Ekonomi dünyasında tam bir bilinmezlik ve kaos öncesi durum egemen iken, acil eylem planı ve tedbirlerin alınmamasından dolayı ülke ekonomisinin yaşanan süreç sonrası enkaza dönmesi piyasalara ve ekonomi dünyasına ile hane halkı ekonomisine hakim olan en büyük endişelerden biri.

Covid-19 salgını ile mücadele toplum sağlığı alanında kararlılık başarı ile sürerken, UBP-HP Hükümeti ayni başarıyı ekonomi alanında ortaya koyamamasının yarattığı krizler buhrana doğru gitmekte.

Covid-19 salgınının toplum sağlığını tehdit eden yönü ile mücadelede kararlı adımlar atan UBP-HP Hükümeti, salgının ülke ekonomisine vereceği zararları önlemeye dair acil eylem planını siyasilerin açıklamalarından öteye gidemedi.

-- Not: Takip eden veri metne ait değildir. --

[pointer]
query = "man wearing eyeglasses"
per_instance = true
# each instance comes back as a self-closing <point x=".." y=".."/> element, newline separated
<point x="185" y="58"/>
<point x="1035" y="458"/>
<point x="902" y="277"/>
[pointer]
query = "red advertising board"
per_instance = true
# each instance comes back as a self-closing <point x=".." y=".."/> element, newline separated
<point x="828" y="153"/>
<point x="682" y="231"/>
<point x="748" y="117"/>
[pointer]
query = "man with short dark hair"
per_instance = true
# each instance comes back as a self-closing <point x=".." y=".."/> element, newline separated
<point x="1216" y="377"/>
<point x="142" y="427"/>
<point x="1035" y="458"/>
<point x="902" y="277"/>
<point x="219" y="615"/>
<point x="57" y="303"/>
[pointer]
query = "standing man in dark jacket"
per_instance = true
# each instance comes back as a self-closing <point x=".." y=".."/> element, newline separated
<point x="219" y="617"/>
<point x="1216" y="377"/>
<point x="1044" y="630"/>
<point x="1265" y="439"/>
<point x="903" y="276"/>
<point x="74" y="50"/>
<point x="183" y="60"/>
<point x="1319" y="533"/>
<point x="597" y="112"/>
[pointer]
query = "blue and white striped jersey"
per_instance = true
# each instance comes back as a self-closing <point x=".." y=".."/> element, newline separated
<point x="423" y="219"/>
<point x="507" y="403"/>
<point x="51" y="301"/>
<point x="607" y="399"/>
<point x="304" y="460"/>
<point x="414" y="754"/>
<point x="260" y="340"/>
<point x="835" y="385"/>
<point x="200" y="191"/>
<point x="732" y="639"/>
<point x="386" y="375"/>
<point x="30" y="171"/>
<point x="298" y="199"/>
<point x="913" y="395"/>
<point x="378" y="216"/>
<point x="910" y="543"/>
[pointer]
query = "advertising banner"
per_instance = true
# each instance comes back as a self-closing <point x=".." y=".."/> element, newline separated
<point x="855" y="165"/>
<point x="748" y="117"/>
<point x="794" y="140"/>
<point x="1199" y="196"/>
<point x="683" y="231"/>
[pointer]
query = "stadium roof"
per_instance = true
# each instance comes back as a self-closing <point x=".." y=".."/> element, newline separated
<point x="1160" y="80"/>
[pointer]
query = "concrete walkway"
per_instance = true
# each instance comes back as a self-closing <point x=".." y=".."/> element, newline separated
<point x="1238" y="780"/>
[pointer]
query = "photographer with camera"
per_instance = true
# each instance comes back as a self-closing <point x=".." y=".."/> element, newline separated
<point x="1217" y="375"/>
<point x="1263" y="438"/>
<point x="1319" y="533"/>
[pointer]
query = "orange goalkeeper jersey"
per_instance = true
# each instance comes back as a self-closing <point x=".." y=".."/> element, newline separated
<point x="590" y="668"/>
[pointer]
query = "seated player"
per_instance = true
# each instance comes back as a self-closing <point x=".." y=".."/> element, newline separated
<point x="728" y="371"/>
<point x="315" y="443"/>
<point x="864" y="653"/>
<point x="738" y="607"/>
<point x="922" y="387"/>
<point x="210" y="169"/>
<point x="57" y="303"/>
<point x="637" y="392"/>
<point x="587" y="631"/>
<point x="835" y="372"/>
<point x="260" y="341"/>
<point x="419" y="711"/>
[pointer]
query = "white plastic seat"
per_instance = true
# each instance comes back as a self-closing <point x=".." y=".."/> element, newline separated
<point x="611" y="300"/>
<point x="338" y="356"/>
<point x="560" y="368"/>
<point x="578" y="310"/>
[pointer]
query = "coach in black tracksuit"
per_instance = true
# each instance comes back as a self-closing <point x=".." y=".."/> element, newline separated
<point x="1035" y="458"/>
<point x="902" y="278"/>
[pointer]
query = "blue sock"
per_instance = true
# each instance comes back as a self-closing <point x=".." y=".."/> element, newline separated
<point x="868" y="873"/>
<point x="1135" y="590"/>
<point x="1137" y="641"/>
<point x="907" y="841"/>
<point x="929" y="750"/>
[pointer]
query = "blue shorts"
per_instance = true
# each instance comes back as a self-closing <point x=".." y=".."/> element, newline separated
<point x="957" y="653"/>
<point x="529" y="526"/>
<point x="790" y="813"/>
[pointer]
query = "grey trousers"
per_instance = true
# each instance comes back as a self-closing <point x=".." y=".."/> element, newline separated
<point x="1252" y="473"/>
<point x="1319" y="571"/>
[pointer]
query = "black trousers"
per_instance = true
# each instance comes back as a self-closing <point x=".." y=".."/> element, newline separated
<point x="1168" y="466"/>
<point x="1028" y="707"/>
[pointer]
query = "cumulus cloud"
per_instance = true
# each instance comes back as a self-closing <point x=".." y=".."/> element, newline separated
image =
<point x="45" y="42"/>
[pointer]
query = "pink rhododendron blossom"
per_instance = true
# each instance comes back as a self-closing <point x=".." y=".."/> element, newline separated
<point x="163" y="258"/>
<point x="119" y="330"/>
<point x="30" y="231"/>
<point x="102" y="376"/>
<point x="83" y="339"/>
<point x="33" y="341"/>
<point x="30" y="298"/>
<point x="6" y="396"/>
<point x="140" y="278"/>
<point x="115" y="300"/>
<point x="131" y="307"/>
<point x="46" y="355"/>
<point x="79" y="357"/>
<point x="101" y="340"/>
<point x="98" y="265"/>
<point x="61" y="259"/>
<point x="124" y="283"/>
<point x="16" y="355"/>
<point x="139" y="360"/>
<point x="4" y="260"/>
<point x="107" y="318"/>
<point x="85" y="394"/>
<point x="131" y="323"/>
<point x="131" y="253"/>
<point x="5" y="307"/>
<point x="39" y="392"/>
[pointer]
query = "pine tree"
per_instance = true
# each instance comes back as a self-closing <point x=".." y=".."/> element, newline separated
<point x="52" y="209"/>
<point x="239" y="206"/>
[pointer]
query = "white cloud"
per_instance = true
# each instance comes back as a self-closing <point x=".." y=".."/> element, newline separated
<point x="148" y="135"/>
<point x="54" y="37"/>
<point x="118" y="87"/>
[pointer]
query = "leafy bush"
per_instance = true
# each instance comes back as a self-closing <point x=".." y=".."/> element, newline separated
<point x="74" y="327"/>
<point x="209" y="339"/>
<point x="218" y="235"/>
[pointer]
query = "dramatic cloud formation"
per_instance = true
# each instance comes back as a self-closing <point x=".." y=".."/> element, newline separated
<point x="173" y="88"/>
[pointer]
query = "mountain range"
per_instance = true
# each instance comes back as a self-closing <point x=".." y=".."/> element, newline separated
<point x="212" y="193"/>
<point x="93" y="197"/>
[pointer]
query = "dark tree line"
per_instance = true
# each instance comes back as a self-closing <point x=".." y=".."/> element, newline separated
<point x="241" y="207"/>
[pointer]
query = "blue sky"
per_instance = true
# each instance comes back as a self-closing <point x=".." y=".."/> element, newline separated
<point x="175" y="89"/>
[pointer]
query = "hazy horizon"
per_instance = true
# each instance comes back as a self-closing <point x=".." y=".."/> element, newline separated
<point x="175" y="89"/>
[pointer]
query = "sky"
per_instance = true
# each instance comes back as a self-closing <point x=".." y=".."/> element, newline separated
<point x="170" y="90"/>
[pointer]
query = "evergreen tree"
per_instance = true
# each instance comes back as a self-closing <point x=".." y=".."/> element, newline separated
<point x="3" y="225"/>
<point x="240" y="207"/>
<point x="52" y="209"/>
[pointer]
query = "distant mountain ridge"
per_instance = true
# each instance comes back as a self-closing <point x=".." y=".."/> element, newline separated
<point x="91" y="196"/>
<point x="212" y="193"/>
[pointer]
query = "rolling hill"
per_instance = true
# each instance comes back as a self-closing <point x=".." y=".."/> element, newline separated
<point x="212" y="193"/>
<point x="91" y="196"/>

Covid-19 salgınının ekonomide yarattığı olumsuz etkilerin derinliği günden güne hissedilmeye başlanırken salgının ekonomiye vurduğu darbenin boyutunun sanıldığından daha büyük olacağının da sinyalleri de gün be gün artmakta.

Dövizde görülen artışa dair önlem almada da geciken UBP-HP Hükümeti, ülke ekonomisinin istikrarsızlığa doğru sürüklendiğini görmemekte ısrar ediyor.

UBP-HP Hükümetinin topluma ve piyasalara sloganlar üzerinden umut dağıtılmasına bir an önce son vererek acil önlemler alması gerekli.  

Ekonomiye dair tüm paydaşlar ile birlikte etkin ve aktif önlemlerin alınmaması noktasında ülkenin iflasa sürüklendiği ne yazık ki acı bir gerçek.

Devlet ve vatandaş olarak her bir hane halkının da etkin tasarruf tedbirleri temelinde yeni bir ekonomik dünya kurması gerekliliği ise kaçınılmaz noktada.

Tasarruf ve üretimin ruhu olacağı yeni bir ekonomik modeli partiler üstü bir Devlet politikasına dönüştürmek ise başta UBP-HP Hükümeti olmak üzere siyaset kurumu ile tüm paydaşların toplumsal sorumluluğu.

Bankalar krizi sonrasında yaşanan krizden daha büyük bir buhranın arifesinde olan ülke ortaya konmayan etkin mücadele ve önlemlerden dolayı iflasa doğru sürüklenmekte.

UBP-HP Hükümeti, yaşanan süreçte yanlış yapmaktan öte eksik kalmakta.